Forum Industri Nikel Indonesia (FINI) menyatakan penolakan terhadap rencana pemerintah untuk menaikkan tarif royalti atas komoditas nikel. Kementerian Energi dan Sumber Daya Mineral (ESDM) mengusulkan kenaikan tarif progresif royalti bijih nikel dari 10% menjadi 14-19%, serta nikel matte dari 2% menjadi 4,5-6,5%.

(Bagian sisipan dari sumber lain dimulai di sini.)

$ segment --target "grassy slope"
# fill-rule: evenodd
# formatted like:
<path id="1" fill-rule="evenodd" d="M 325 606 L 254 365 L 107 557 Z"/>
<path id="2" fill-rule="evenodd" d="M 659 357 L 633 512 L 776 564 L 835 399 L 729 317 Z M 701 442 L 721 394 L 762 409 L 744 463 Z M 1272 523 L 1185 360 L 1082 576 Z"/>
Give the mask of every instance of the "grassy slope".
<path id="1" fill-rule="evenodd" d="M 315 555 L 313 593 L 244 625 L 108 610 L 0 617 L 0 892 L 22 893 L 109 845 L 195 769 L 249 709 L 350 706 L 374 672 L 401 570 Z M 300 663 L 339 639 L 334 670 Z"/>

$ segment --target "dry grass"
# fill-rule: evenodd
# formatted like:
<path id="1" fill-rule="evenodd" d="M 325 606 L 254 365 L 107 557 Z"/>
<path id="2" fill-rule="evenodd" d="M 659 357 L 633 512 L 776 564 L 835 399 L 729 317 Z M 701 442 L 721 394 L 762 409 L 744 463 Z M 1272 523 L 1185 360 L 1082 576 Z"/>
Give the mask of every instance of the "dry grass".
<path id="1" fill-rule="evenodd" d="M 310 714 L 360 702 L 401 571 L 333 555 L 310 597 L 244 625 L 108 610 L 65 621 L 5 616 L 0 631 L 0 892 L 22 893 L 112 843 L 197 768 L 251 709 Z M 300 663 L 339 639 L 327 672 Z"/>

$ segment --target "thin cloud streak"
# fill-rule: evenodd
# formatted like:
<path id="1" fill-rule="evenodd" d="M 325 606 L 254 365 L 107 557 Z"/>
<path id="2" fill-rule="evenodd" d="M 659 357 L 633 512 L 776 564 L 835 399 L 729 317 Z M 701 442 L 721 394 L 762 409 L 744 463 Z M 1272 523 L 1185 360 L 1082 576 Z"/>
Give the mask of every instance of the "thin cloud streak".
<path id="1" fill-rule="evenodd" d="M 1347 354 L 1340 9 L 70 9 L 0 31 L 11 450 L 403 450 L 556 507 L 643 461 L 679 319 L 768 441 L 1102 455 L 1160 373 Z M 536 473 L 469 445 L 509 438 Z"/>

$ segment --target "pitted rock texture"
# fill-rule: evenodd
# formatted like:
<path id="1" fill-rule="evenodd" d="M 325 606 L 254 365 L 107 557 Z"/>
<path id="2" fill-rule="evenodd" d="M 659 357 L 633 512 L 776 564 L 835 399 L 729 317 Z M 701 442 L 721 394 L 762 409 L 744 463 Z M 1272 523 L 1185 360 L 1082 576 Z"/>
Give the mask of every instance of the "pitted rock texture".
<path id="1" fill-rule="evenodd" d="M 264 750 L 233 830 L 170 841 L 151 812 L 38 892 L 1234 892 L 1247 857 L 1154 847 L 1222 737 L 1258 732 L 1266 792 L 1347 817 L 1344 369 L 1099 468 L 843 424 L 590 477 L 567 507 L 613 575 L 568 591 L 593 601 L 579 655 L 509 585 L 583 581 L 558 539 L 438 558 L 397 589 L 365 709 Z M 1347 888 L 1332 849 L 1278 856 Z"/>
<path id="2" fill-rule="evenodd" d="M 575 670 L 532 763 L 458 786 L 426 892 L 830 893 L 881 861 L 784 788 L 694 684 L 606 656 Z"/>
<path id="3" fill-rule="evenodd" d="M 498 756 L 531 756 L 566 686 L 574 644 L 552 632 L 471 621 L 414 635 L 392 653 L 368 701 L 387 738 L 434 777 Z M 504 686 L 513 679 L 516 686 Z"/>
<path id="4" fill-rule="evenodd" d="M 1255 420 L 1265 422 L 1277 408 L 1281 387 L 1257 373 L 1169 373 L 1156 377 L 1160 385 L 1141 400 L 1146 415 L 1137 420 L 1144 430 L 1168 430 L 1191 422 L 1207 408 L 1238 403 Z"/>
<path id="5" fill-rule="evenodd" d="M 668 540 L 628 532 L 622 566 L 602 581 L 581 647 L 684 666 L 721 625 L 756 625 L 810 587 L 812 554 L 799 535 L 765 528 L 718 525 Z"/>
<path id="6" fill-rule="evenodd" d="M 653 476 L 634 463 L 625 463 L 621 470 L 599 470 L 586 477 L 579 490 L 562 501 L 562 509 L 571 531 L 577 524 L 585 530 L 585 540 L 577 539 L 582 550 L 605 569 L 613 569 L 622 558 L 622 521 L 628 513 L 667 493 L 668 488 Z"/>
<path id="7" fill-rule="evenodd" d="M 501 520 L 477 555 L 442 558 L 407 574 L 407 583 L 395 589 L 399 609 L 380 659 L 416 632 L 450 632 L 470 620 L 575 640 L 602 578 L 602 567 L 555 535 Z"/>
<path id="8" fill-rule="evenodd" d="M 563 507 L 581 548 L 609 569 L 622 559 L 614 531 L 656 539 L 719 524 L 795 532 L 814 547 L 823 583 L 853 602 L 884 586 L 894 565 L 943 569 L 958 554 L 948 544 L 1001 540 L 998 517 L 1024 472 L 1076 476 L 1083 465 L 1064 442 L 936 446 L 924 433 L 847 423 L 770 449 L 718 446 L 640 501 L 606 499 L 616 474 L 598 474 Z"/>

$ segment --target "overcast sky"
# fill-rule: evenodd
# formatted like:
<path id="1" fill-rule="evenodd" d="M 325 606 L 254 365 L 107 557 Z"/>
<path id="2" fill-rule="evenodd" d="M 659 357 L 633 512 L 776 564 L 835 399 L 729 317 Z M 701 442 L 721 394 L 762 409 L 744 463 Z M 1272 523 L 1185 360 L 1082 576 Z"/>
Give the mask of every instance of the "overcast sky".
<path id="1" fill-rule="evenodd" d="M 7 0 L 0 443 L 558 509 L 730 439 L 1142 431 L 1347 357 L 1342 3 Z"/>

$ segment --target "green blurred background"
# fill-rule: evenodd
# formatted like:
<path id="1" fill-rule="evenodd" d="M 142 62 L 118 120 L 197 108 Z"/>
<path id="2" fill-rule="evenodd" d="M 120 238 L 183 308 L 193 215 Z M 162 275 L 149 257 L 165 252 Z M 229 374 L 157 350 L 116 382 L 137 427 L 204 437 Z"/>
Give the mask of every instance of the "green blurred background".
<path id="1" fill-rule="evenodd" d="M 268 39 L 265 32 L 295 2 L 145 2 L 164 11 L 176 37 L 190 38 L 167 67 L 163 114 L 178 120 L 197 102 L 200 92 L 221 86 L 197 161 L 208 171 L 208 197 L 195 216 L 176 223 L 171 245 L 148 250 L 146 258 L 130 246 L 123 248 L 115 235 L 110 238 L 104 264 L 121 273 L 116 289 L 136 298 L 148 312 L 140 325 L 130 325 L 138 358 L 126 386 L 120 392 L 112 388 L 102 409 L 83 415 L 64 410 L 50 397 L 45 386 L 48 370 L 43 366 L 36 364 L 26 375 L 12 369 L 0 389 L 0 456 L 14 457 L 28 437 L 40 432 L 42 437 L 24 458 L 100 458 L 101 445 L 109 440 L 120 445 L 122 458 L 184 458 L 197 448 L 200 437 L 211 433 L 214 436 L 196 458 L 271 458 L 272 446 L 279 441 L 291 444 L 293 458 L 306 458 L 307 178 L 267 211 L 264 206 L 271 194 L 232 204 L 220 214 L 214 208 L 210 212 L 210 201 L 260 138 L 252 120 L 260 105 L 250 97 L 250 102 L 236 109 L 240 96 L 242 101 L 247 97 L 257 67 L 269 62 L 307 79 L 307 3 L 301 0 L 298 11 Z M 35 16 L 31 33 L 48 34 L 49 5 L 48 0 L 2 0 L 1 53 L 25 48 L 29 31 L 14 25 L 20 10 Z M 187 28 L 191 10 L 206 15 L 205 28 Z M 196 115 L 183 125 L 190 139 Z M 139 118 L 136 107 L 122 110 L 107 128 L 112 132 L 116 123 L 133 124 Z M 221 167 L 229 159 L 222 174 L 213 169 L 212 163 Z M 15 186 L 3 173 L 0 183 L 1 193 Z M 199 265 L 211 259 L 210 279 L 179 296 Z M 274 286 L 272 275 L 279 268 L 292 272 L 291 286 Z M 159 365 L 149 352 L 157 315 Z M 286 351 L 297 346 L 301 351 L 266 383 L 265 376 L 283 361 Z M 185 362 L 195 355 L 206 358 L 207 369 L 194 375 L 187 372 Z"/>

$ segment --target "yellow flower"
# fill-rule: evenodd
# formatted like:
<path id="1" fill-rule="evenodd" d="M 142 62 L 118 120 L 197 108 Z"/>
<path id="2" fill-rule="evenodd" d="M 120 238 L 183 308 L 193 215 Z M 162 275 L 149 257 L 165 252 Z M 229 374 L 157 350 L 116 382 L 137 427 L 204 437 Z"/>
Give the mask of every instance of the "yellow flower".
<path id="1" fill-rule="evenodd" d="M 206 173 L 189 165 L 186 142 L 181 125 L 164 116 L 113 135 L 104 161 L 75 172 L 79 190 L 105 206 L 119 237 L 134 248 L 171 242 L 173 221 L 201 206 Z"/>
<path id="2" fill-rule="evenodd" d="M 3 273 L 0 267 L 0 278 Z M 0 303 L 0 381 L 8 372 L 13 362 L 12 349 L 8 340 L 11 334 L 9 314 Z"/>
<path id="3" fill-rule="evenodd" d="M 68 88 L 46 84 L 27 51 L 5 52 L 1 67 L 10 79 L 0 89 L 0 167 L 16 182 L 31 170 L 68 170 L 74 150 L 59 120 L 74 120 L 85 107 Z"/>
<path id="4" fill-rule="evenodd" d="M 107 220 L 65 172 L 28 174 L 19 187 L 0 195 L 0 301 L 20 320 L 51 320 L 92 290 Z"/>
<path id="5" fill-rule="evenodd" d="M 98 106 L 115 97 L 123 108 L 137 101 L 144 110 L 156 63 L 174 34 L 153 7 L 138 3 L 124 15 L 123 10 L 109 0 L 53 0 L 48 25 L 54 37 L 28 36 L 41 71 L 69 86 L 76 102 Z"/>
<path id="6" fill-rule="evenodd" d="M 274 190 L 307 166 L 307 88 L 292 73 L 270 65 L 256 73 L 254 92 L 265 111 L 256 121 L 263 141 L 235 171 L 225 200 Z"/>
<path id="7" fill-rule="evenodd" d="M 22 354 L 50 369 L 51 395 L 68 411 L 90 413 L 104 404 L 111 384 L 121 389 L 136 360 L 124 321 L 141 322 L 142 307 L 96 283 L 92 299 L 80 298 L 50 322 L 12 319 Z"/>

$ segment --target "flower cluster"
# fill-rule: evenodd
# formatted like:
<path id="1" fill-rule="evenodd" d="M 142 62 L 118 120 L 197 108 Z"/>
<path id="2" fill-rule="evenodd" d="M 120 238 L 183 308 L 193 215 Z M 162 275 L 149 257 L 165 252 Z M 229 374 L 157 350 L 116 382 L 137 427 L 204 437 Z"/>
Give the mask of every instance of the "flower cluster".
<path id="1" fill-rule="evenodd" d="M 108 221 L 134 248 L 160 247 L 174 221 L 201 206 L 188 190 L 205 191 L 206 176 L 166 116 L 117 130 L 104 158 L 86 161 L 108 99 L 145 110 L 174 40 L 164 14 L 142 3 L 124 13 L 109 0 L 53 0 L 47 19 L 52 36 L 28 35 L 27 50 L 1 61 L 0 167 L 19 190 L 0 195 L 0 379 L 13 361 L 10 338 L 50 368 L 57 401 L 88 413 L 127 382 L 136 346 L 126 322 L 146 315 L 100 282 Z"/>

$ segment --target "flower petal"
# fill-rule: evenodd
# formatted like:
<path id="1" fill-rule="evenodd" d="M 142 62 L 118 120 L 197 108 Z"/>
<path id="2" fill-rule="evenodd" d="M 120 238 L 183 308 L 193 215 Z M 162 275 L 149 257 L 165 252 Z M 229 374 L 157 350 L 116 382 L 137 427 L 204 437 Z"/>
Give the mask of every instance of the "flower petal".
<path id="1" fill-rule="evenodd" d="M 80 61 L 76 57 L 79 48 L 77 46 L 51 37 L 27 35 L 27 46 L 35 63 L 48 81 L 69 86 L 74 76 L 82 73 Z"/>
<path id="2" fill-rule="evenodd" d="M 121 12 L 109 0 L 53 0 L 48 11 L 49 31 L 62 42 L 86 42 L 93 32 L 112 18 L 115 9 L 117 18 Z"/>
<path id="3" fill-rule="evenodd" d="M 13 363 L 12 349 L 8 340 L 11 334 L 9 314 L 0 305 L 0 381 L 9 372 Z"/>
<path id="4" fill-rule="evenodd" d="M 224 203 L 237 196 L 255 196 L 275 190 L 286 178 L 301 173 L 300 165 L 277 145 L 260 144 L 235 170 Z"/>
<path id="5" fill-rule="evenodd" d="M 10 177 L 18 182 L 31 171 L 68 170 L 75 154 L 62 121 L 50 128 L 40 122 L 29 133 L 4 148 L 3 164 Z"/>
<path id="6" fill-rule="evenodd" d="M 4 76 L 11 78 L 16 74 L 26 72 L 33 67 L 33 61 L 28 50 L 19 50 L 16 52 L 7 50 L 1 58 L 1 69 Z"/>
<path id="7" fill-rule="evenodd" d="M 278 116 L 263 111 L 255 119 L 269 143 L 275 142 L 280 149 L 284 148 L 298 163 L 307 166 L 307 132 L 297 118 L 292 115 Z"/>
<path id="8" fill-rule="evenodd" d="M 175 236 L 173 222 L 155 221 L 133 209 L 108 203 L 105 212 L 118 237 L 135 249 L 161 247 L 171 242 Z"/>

Ketua Umum FINI, Alexander Barus, mengungkapkan bahwa kenaikan royalti ini dapat membebani industri nikel nasional, terutama di tengah kondisi ekonomi global yang tidak menentu. Faktor-faktor seperti ketidakpastian ekonomi global, melemahnya permintaan dari China, kenaikan biaya produksi akibat kebijakan domestik, dan dampak pajak minimum global menjadi pertimbangan utama penolakan tersebut.
FINI menekankan bahwa hilirisasi nikel telah menciptakan sekitar 350.000 lapangan kerja dan berkontribusi positif terhadap penerimaan negara. Oleh karena itu, kenaikan royalti dianggap dapat mengancam keberlanjutan industri dan lapangan kerja yang telah tercipta.
Meskipun menolak kenaikan royalti saat ini, FINI menyatakan kesiapan untuk berdiskusi dengan pemerintah guna mencari solusi terbaik bagi keberlanjutan industri nikel Indonesia.